United Auto Workers (UAW) members on a picket line outside the Stellantis NV Toledo Assembly Complex in Toldeo, Ohio, on Monday, Sept. 18, 2023.
Emily Elconin | Bloomberg | Getty Images
The UAW has taken a somewhat novel approach to this walkout, targeting just three factories and involving less than one-tenth of the workers at the Big Three automakers’ membership. However, if things heat up and it turns into an all-out strike, bringing into play the 146,000 union members at Ford, GM and Stellantis, that could change things.
In that case, Shepherdson sees a potential 1.7 percentage point quarterly hit to GDP at a time when many economists still fear the U.S. could tip into recession in the coming months. Auto production amounts to 2.9% of GDP.
A broader strike also would complicate policymaking for the Federal Reserve, which is trying to bring down inflation without tipping the economy into contraction.
“The problem for the Fed is that it would be impossible to know in real time how much of any slowing in economic growth could confidently be pinned on the strike, and how much could be due to other factors, notably the hit to consumption from the restart of student loan payments,” Shepherdson said.
American workplaces have taken a substantial hit from strikes this year.
August alone saw some 4.1 million days lost this year, the most for a single month since August 2000, according to the Labor Department. Combined with July, there were nearly 6.4 million days lost from 20 stoppages. Year to date, there have been 7.4 million days lost, compared to just 636 days total for the same period in 2022.
Those big numbers have been the result of 20 large stoppages that have included the Writers Guild of America and Screen Actors Guild, state workers at the University of Michigan and hotel employees in Los Angeles. Some 60,000 health care workers in California, Oregon and Washington are threatening to walk out next.
After years of being relatively quiescent, unions have found a louder voice in the high-inflation era of the past several years.
“If you’re a corporate CEO and you’re not anticipating labor demands, you’re not tethered to reality,” Joseph Brusuelas, chief economist at RSM, said in an interview. “After the inflation shock we’ve gone through, workers are going to demand more money, given the … likelihood that they’ve lost ground during this period of inflation. They’re going to ask for more money, and they’re going to ask for workplace flexibility.”

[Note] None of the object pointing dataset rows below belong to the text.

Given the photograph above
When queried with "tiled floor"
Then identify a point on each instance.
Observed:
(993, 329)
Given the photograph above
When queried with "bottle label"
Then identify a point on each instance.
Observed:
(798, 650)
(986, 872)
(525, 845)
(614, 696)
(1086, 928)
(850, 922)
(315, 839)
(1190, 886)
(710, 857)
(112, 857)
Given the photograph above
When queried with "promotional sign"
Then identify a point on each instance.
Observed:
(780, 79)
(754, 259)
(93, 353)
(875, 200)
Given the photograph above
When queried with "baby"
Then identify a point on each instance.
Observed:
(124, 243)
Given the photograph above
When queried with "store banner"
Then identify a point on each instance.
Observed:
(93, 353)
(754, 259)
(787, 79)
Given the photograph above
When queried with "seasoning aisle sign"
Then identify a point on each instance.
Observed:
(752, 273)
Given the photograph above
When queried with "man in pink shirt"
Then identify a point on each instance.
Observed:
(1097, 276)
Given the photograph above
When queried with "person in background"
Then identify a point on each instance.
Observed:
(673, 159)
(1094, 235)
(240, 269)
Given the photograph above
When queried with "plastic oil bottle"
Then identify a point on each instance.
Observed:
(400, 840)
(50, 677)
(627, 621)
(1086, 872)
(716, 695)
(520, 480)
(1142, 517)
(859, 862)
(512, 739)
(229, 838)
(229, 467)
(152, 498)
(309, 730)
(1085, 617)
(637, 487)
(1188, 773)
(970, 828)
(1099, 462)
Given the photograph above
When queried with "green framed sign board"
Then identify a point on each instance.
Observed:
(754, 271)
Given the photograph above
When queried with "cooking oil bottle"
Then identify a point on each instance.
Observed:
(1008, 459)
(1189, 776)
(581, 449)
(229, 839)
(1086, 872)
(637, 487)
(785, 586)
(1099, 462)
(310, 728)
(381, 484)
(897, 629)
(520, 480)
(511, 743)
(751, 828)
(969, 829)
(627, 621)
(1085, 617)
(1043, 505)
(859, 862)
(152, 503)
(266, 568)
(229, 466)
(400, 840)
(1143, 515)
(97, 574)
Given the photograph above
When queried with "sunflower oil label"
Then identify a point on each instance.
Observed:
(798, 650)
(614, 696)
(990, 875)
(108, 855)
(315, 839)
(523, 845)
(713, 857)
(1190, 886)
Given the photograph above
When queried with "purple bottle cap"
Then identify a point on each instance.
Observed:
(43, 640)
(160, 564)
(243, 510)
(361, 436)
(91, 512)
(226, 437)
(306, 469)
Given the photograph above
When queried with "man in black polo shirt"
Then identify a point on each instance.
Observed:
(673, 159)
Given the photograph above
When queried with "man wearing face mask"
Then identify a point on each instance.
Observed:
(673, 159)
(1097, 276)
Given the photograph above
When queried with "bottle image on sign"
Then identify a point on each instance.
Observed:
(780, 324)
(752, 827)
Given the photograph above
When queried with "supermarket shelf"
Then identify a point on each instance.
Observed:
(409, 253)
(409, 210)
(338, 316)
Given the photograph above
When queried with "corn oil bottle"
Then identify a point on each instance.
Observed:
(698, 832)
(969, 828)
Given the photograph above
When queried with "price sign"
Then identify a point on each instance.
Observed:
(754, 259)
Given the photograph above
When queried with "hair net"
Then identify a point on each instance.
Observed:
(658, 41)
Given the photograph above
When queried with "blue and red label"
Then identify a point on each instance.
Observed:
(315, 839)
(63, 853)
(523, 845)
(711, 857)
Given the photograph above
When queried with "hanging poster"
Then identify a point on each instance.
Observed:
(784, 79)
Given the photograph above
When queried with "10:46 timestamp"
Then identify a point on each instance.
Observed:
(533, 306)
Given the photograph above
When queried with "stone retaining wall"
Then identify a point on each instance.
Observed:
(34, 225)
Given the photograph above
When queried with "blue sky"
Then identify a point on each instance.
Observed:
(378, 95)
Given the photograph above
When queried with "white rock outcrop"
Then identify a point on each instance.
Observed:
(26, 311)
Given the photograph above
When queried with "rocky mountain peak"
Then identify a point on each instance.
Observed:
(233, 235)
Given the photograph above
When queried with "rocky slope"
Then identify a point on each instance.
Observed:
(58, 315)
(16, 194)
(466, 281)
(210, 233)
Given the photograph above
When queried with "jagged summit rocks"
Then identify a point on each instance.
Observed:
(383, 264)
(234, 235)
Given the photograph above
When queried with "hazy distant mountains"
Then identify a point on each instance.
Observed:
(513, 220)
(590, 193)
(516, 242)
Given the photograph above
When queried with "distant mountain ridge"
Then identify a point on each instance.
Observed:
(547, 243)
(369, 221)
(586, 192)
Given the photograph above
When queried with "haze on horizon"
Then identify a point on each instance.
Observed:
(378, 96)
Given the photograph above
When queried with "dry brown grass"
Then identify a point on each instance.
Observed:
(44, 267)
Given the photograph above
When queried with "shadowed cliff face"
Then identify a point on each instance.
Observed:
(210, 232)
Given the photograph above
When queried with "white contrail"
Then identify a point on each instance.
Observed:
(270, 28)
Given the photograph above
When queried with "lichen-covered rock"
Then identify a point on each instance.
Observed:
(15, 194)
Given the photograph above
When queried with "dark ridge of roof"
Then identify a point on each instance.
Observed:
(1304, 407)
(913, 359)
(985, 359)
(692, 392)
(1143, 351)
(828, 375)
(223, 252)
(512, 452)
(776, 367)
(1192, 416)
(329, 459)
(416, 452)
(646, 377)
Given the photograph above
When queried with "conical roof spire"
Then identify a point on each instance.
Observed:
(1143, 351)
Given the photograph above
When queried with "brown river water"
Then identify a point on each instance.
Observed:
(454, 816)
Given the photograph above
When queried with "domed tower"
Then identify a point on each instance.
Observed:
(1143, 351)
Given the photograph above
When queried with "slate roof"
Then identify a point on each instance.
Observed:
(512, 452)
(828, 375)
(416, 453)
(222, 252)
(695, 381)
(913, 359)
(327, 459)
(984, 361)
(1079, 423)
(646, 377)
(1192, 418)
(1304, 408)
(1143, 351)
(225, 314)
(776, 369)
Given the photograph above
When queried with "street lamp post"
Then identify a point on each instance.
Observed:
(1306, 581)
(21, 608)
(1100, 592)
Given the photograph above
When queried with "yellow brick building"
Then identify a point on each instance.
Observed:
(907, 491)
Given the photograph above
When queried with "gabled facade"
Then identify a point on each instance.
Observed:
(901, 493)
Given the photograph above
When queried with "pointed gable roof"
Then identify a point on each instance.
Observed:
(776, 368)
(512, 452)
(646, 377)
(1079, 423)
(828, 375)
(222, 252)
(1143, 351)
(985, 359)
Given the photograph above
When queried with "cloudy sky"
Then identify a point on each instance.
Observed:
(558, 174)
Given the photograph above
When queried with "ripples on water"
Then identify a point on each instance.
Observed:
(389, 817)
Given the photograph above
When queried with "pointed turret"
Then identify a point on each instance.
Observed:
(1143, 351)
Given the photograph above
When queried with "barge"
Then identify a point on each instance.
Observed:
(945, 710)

Indeed, recent New York Fed data has shown that workers on average are asking for salaries close to $80,000 a year when switching jobs.
In the UAW’s case, the union has asked for demanded a 36% raise spread over four years, similar to the pay gains that automaker CEOs have seen.
But Brusuelas said that prospective 9% annual UAW increases shouldn’t have a major impact on macroeconomic conditions, including inflation.
Unions have made up a progressively smaller share of the workforce, declining to a record low 10.1% in 2022, about half where it was 40 years ago, according to the Labor Department. Just 6% of private sector workers are unionized, while 33% of government workers are organized.
“Labor strife is going to have a relatively small effect on the overall macro economy,” Brusuelas said. “This isn’t that big of a deal and it shouldn’t come as a shock following such a steep increase in inflation.”
Biden administration officials also are not sounding any alarms yet about the potential economic impact.
In the immediate term, the stoppage won’t show up in the September jobs numbers, at a time when payroll growth is decelerating.
“I think it’s premature to be making forecasts about what it means for the economy,” Treasury Secretary Janet Yellen told CNBC’s Sara Eisen in an interview aired Monday. “It would depend very much on how long the strike lasts and exactly who’s affected by it. But the important point, I think, is that the two sides need to narrow their disagreements and to work for a win-win.”